But the costs that the financial industry and the retailers have incurred in the system we use now are costs they don’t want to walk away from, so it may be six, seven, eight years before we get to the kind of advancements in technology that are fairly standard around the world.
I’ve got some Korean students who are absolutely astounded how far behind the United States is. Is this a cost issue? Is it too expensive, or is it cultural? Are consumers just nervous about the new technology?
HOWELL: The consumer is obviously moving more technologically. So banks have to stay up with the consumer. But you do the technology through R&D, and that takes capital.
The other problem we have right now is the value of the consumer deposit is not high. Interest rates are so low, and we’re all awash in deposits, so that doesn’t bring much value. Now as rates move up, which they will do someday, the value of those deposits will become greater. But right now what’s it worth?

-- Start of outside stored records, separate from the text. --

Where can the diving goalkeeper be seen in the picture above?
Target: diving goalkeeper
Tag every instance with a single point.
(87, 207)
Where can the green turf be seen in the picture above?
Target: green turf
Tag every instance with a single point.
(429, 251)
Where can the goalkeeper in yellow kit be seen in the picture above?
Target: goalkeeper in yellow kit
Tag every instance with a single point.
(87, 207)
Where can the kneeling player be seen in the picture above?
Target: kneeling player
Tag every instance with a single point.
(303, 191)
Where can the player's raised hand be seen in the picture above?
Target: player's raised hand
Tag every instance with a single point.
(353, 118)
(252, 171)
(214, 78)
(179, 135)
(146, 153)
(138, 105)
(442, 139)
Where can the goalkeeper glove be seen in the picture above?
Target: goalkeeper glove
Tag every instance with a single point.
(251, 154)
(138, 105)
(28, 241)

GOLDEN: There are three things that really continue to retard acceptance of technology. Jeff mentioned the first, and that’s the existing infrastructure. The second is government regulation around the revenue stream associated with these products. But the third is what we’ve all done to ourselves over time in the consumer pricing model. The consumer today views the bank like the public library—everything is supposed to be free. It’s been free because the value of your deposit is what makes the money, and so we can give the other services away. As has been mentioned several times, with that dynamic now changing as dramatically as it has, the pricing structure is not working.
It will be harder to push new product that’s going to cost the consumer more until the consumer understands that there’s value created by being able to use this card anywhere they choose to use it, to get cash, to buy something. That’s a service that’s of value. But it’s a mind-set change that’s got to happen and probably isn’t an easy one to create for any of us.

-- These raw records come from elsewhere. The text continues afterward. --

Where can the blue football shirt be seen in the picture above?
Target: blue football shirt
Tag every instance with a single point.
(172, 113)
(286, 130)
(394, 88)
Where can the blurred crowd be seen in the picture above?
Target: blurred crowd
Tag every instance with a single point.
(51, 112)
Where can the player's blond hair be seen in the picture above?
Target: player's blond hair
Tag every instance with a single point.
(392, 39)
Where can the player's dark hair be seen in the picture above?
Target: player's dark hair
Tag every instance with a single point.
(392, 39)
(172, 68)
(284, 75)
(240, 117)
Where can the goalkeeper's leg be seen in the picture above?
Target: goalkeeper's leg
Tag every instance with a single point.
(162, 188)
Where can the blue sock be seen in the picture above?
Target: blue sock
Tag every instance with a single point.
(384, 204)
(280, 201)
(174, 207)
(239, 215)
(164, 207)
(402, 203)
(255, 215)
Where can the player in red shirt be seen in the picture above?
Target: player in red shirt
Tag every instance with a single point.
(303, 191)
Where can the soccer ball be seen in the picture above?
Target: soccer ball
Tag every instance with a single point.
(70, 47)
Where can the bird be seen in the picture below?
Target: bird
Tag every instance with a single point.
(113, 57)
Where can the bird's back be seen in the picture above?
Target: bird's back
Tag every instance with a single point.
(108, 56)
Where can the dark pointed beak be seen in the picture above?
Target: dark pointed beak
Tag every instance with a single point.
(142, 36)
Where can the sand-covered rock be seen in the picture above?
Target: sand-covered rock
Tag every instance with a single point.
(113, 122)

Are you seeing any change in the needs on the part of your business customers? Are you introducing new products? Are there new restrictions you’re putting in place?
PITCHER: I don’t think underwriting standards have changed significantly over the last 10 years in commercial lending. They have in other lines of lending, albeit the stringency with which we stay with the rules possibly has changed. But recently, in the last few months I’ve seen a loosening up. And you look at the covenant structures and you look at the pricing, and all of those things are moving in the favor of our borrowers.

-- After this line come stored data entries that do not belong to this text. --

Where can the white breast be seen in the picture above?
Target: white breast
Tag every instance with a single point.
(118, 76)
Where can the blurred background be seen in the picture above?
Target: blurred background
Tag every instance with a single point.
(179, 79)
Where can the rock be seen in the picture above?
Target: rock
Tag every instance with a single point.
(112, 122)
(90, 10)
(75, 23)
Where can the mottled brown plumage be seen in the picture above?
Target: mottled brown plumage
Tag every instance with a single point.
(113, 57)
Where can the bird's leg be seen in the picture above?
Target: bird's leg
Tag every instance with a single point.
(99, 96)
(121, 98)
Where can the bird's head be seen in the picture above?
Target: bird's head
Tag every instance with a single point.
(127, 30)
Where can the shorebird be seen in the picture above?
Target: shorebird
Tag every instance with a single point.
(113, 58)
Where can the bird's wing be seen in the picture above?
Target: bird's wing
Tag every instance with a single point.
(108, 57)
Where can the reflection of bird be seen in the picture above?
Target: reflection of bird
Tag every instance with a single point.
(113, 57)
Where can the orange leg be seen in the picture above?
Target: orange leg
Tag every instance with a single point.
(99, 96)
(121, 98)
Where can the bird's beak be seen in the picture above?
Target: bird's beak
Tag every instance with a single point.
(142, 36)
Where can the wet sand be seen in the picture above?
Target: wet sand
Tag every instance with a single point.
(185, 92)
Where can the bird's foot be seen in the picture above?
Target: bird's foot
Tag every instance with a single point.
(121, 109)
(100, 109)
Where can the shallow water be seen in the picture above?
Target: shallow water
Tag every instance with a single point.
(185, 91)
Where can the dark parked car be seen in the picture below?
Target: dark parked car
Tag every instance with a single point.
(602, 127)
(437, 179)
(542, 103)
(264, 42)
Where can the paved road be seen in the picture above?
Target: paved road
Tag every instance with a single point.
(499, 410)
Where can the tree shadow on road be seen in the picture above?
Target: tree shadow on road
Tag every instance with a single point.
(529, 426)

Banks are anxiously looking to deploy their capital, and you see the competitiveness returning almost to pre-2008 structures when you look at commercial deals. And out of that, leveraged cash flow deals are still tighter than normal C&I lending.
GOLDEN: Relative to commercial activity, the competitive factor has been heightened by two things. First, throughout the downturn commercial portfolios performed better than most any other portfolio. So it’s widely viewed across the industry as a desirable space to be in. Second, a lot of institutions that were more heavily geared toward real estate or other product types, now in need of diversifying, have added new competition in the market.
Today if you’re in need of a commercial loan, it’s a great environment for a customer. Rates are lower, terms are better.
HOWELL: Cash flow is still king. You’re getting paid back from the cash flow, so the standards are still the same. But it’s a very competitive market. We’re still very active in SBA lending. We’re still doing a lot of owner-occupied real estate loans.
But Dave’s point is that before banks could make easy dollars in the real estate market, and they’re not doing that anymore. And so that’s heightened the competitiveness of the commercial world.